Using NLP for Adaptive Fact Extraction and Text Summarization

This project was for summer term 2020, you CAN NOT apply to this project anymore!

Results of this project are explained in detail in the final documentation and presentation.

The internet is expected to reach 40,000 exabytes (40 billion terabytes!) of data in 2020, with a large part of that being textual information. The explosion of data on the internet provides us with a lot of content, but fewer ways to understand and digest all the information. Especially in the field of online trend research and analysis, it’s getting tougher to digest and comprehend the vast amount of information. One group of professionals especially affected by information overload is journalists. Journalists spend hours looking over dry documents published by public institutions with little success in finding relevant information for articles that need to be published every day. Sometimes, crucial information could even be skipped or missed due to the tedious nature of desk research. To solve this major painpoint, at faktual we’re working on developing and training automated summarization algorithms to cut down reading time.
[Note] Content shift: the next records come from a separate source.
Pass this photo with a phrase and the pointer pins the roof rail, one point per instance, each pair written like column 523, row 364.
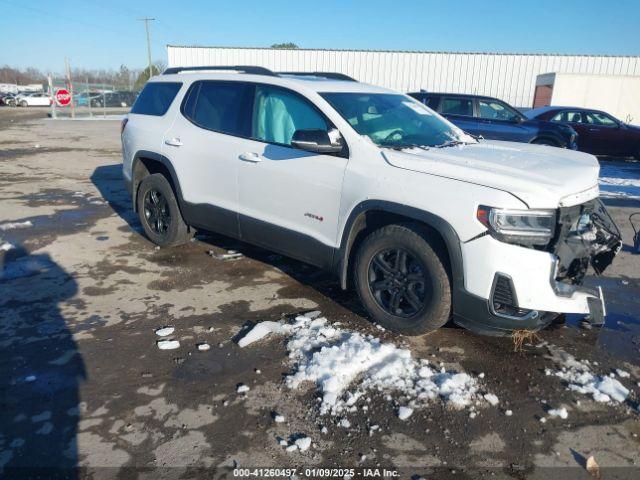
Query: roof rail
column 238, row 68
column 330, row 75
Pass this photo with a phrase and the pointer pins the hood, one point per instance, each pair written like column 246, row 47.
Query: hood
column 540, row 176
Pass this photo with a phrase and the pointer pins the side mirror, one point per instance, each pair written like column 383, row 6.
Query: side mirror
column 315, row 140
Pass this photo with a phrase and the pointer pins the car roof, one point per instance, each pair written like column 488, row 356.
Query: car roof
column 314, row 83
column 445, row 94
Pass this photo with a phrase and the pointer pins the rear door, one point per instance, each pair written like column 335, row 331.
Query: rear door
column 605, row 135
column 289, row 198
column 459, row 111
column 499, row 121
column 204, row 143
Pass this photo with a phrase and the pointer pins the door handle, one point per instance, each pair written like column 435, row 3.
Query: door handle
column 250, row 157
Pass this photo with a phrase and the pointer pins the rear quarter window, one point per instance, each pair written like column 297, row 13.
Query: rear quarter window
column 156, row 98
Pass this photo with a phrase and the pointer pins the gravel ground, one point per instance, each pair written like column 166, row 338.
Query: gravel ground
column 85, row 389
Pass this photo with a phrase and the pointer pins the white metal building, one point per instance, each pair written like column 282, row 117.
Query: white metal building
column 511, row 77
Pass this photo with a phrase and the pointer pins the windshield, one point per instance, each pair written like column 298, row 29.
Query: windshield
column 393, row 120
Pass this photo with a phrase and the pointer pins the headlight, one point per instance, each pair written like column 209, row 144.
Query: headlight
column 523, row 227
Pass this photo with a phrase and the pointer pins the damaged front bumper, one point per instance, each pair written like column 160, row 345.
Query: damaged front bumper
column 510, row 287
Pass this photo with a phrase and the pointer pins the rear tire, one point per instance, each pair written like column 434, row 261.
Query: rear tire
column 159, row 212
column 402, row 280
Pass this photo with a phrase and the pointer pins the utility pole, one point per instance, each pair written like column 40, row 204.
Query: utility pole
column 68, row 69
column 146, row 21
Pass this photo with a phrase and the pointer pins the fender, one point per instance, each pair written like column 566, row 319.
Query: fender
column 353, row 224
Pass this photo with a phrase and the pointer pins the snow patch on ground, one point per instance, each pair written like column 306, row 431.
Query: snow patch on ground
column 15, row 225
column 619, row 181
column 345, row 365
column 168, row 344
column 164, row 331
column 579, row 378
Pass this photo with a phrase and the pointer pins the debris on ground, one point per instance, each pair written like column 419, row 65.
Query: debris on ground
column 346, row 364
column 168, row 344
column 404, row 413
column 559, row 412
column 592, row 467
column 165, row 331
column 15, row 225
column 242, row 388
column 492, row 399
column 521, row 337
column 230, row 255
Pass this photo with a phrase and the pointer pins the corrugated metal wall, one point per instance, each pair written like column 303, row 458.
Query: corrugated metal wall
column 510, row 77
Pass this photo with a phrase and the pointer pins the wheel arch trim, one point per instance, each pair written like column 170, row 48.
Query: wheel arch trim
column 356, row 222
column 156, row 157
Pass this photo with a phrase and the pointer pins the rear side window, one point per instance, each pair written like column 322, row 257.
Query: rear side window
column 220, row 106
column 457, row 106
column 278, row 113
column 155, row 98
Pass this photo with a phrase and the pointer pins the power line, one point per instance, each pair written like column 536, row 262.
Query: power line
column 146, row 21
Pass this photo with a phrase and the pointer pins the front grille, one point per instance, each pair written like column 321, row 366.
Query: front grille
column 502, row 292
column 503, row 298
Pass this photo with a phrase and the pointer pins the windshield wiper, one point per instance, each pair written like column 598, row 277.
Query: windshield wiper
column 404, row 146
column 450, row 143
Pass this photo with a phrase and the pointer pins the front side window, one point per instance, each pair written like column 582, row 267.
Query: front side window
column 155, row 98
column 597, row 118
column 393, row 120
column 457, row 106
column 492, row 110
column 278, row 113
column 567, row 116
column 219, row 106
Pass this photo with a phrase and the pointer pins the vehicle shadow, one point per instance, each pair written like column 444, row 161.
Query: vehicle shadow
column 40, row 369
column 108, row 180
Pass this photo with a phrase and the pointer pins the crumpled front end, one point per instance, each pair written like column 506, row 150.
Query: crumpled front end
column 522, row 287
column 586, row 236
The goal of the project is to develop a natural language processing model capable of performing summarization adaptable to user-specified input. Recent progress in computational linguistics models have mostly focused on extracting somewhat objective important sentences in a text, which provides a general idea, but don’t provide the key points related to the user’s needs. If time allows, the team will also investigate the ability to extract relationships between entities in text to improve summarization. Data being crawled each day from government and authoritative sources will be available for the project. The language used is python, with standard machine learning/deep learning libraries being used. Experience in or knowledge of natural language processing is preferred.